# Best Generator??



## silverbullet (Jul 20, 2007)

I am in the market for a new generator for my hunting camp, i want the most quiet generator that i can find, but i do not know much about generators, any advice???


----------



## cerich (Jul 20, 2007)

most quiet, most money and arguably the most reliable Honda...

But dang they are expensive!


----------



## Perry Hayes (Jul 20, 2007)

cerich said:


> most quiet, most money and arguably the most reliable Honda...
> 
> But dang they are expensive!



Honda or Onan but you can by two with a briggs motor with their super quiet exhaust system for the same price with more power.Just depends on how much you want to spend.


----------



## Lead Poison (Jul 20, 2007)

Anything but a Coleman...worst generator ever made.

Buy a Honda.


----------



## Jeff Phillips (Jul 20, 2007)

I am buying one of these:

http://www.duropower.com/item.asp?PID=154&FID=2&level=1

The noise level is the same as the Honda at 63 dBA and I can buy 4 of them for the same price!


----------



## Perry Hayes (Jul 20, 2007)

Jeff Phillips said:


> I am buying one of these:
> 
> http://www.duropower.com/item.asp?PID=154&FID=2&level=1
> 
> The noise level is the same as the Honda at 63 dBA and I can buy 4 of them for the same price!
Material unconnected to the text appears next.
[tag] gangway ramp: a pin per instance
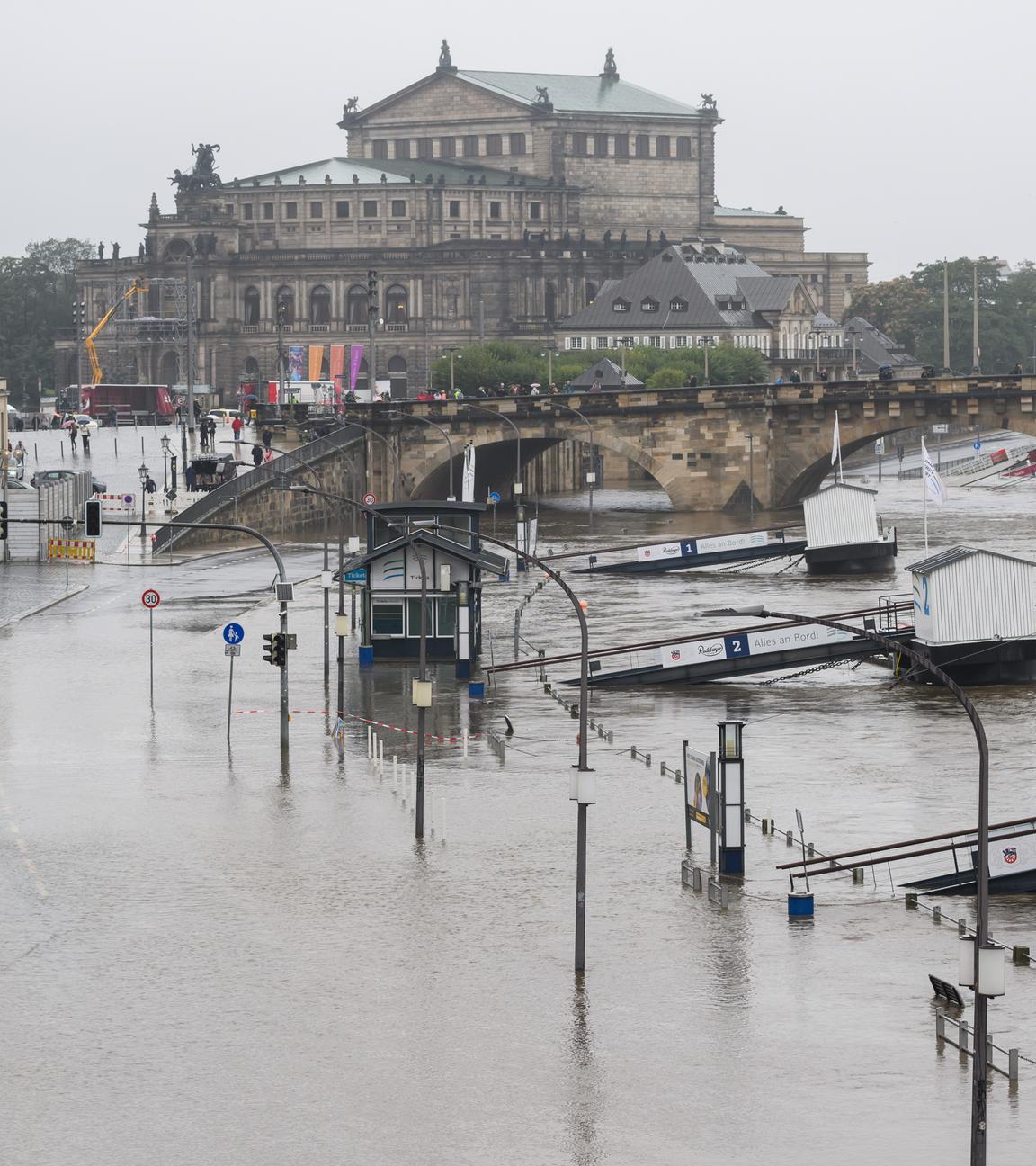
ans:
(744, 650)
Let us know how that Duropower engine performs.


----------



## Mr W. (Jul 20, 2007)

Honda I have had a honda 1000 for 9 years now. Use it fishing, cmaping, home, and at work. looks like a bomb has hit it but still cranks on first pull if it don't i start checking for gas or oil. I tell ya we have put this thing trough heck. If you check around you can find one for $600 to $700 and worth evry penny. (they are not expesive for no reason)


----------



## Davexx1 (Jul 24, 2007)

Honda and Yamaha are very good, very durable, etc.  Onan is also good and is what is in many motorhomes.  It is very important to get one that is rated for continuous use.
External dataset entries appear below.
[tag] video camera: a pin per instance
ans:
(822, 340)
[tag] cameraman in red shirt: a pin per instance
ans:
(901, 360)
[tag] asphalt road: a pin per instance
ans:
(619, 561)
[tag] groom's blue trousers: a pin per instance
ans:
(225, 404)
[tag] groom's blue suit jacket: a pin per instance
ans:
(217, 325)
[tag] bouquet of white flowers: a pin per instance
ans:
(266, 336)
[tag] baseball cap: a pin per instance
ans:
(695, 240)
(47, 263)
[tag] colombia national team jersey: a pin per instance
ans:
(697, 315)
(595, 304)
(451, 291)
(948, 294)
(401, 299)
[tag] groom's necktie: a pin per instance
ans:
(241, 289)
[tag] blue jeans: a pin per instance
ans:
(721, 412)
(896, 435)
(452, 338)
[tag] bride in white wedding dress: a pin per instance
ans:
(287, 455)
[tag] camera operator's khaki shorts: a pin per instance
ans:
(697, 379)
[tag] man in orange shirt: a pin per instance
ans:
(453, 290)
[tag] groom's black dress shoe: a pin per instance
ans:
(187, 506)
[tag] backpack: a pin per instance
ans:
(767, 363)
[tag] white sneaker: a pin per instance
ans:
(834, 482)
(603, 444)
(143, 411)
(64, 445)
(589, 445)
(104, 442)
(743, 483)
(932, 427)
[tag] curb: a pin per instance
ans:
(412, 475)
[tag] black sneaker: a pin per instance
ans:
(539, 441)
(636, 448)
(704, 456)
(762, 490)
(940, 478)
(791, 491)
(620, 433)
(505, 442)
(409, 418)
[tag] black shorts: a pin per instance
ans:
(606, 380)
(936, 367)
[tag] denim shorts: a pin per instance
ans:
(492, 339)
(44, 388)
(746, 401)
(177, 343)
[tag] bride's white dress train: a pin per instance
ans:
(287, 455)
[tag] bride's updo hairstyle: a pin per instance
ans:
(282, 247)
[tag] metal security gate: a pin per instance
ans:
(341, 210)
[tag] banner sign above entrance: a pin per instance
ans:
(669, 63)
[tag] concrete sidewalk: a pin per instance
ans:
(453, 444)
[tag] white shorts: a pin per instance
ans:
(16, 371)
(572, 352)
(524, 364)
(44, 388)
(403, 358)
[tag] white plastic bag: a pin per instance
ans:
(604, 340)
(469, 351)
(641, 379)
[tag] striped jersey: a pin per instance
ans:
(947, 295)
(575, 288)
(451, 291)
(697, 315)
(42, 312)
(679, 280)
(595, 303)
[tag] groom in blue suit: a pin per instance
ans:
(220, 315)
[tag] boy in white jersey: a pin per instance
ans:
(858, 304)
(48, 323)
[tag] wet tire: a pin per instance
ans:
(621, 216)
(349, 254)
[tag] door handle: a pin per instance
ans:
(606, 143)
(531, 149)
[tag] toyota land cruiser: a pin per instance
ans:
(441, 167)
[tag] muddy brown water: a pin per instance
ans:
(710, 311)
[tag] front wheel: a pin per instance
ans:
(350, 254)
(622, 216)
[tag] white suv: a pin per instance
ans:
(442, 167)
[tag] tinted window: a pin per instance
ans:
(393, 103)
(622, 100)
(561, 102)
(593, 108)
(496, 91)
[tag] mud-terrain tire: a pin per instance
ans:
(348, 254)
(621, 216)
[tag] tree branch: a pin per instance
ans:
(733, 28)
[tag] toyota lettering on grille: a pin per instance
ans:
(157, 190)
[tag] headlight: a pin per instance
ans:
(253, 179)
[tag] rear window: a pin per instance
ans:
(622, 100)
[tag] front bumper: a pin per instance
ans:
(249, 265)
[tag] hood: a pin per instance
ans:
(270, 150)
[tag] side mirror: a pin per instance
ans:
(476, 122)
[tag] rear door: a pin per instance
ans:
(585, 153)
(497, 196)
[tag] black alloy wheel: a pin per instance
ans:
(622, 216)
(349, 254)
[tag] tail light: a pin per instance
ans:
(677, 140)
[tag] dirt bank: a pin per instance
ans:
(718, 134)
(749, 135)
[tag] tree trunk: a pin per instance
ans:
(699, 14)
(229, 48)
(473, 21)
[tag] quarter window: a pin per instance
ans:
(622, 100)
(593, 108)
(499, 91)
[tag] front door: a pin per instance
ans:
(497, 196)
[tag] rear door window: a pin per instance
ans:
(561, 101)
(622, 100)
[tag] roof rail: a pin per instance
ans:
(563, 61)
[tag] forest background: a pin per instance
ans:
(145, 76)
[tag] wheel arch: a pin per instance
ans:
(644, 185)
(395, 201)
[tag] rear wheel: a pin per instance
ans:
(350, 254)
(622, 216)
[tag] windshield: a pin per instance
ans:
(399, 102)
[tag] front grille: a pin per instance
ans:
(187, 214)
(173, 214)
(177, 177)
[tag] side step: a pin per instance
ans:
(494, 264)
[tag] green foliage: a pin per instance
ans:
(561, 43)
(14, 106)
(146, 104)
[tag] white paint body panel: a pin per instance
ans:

I don't know what your power needs are, but be sure to buy one that is adequate for your use.  Electric start is a great feature that you need.  Also, be sure to buy one that will run all night long on a tank of gas.  No fun to run out of gas and power in the middle of the night.  You could rig an large capacity fuel tank to it.
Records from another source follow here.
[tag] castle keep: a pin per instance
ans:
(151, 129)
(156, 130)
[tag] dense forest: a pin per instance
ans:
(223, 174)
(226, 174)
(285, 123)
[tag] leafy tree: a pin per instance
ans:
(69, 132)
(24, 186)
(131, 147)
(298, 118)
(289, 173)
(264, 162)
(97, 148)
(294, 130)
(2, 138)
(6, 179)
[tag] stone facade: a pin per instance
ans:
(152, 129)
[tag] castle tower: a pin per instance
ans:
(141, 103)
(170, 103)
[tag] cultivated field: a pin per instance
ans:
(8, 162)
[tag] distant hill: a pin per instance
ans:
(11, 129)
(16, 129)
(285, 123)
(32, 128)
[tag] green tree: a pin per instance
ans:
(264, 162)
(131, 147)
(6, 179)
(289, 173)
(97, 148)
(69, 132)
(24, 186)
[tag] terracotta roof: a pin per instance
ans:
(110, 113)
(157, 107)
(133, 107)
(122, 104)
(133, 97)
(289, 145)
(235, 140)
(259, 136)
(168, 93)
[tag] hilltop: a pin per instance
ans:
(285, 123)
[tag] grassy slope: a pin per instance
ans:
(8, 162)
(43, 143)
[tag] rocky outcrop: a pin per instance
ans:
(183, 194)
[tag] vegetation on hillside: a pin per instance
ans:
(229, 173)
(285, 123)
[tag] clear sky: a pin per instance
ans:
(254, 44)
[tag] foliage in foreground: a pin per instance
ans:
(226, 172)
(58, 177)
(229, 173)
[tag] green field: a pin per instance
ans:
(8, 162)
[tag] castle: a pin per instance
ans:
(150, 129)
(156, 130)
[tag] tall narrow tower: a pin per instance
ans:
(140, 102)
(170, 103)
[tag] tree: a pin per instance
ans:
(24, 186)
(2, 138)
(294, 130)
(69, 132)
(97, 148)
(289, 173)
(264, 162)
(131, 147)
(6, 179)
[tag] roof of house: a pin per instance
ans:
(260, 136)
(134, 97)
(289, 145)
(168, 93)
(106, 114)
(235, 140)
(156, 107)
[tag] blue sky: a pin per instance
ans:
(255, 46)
If you could find a used Onan out of a motorhome, that would be a good hunt camp rig.

Dave1


----------



## groundhawg (Jul 24, 2007)

Silverbullet,

Take a look at this one......

http://forum.gon.com/showthread.php?t=125168

Price has been reduced to just $300.00 and it has the extra large/quiet muffler already added to the system.


----------



## whchunter (Sep 13, 2007)

*GEN*



Lead Poison said:


> Anything but a Coleman...worst generator ever made.
> 
> Buy a Honda.




I saw a coleman with a Yamaha motor. Think it would be good? Did you have trouble with the motor or generator?


----------



## PHIL M (Sep 13, 2007)

I just bought a Honda EU300IS, love it! Extremely quiet! Powers my camper ac, camp lights, fan all at the same time. Have to turn the ac off to run the microwave oven though. Not a big deal.


----------



## Just 1 More (Sep 13, 2007)

Lead Poison said:


> Anything but a Coleman...worst generator ever made.
> 
> Buy a Honda.



I have a Coleman with a honda eng,, it's been great for 3 years now.. and I bought it used


----------



## boneboy96 (Sep 13, 2007)

I bought a Makita G6101R...a powerhouse w/ elec. start...big and heavy but it'll take care of 2 or 3 campers at the deer camp at the same time!


----------



## FERAL ONE (Sep 14, 2007)

my coleman has given me several years of good service but i only use it to run my bowfishing lights. most bowfishermen agree that the honda is the apex as far as service and low noise level. just can't put out that much green to cover with blood and mud!!!


----------



## whchunter (Sep 14, 2007)

*??????????*



whchunter said:


> I saw a coleman with a Yamaha motor. Think it would be good? Did you have trouble with the motor or generator?



Please Respond to Question.


----------



## Bowfisher (Sep 14, 2007)

We have seen everything under the sun while bowfishing, the Honda EU is hands down the quietest and most reliable genny out there, the 6500 EU you can run fully loaded and carry on a normal conversation standing right next to it.  They are unreal but expensive.


----------



## Paddlevan (Sep 22, 2007)

HONDA EU series .. mine is a100i ..Shoulda got the 2000i
wife can pick it up and start it when I'm not at home


----------



## MOTS (Sep 23, 2007)

whchunter said:


> I saw a coleman with a Yamaha motor. Think it would be good? Did you have trouble with the motor or generator?



Coleman is nothing more than a company that slaps their name on other companies products. From Fleetwood campers to Igloo coolers. The generator is probably a Yamaha with the Coleman sticker on it to boost sales. I guess it all started with their super reliable gas lanterns and stoves that drew such a following of outdoors enthusiast thinking if other items had the Coleman brand on it, it had to be a good product. Now it's on about everything that has to do with being outdoors.


----------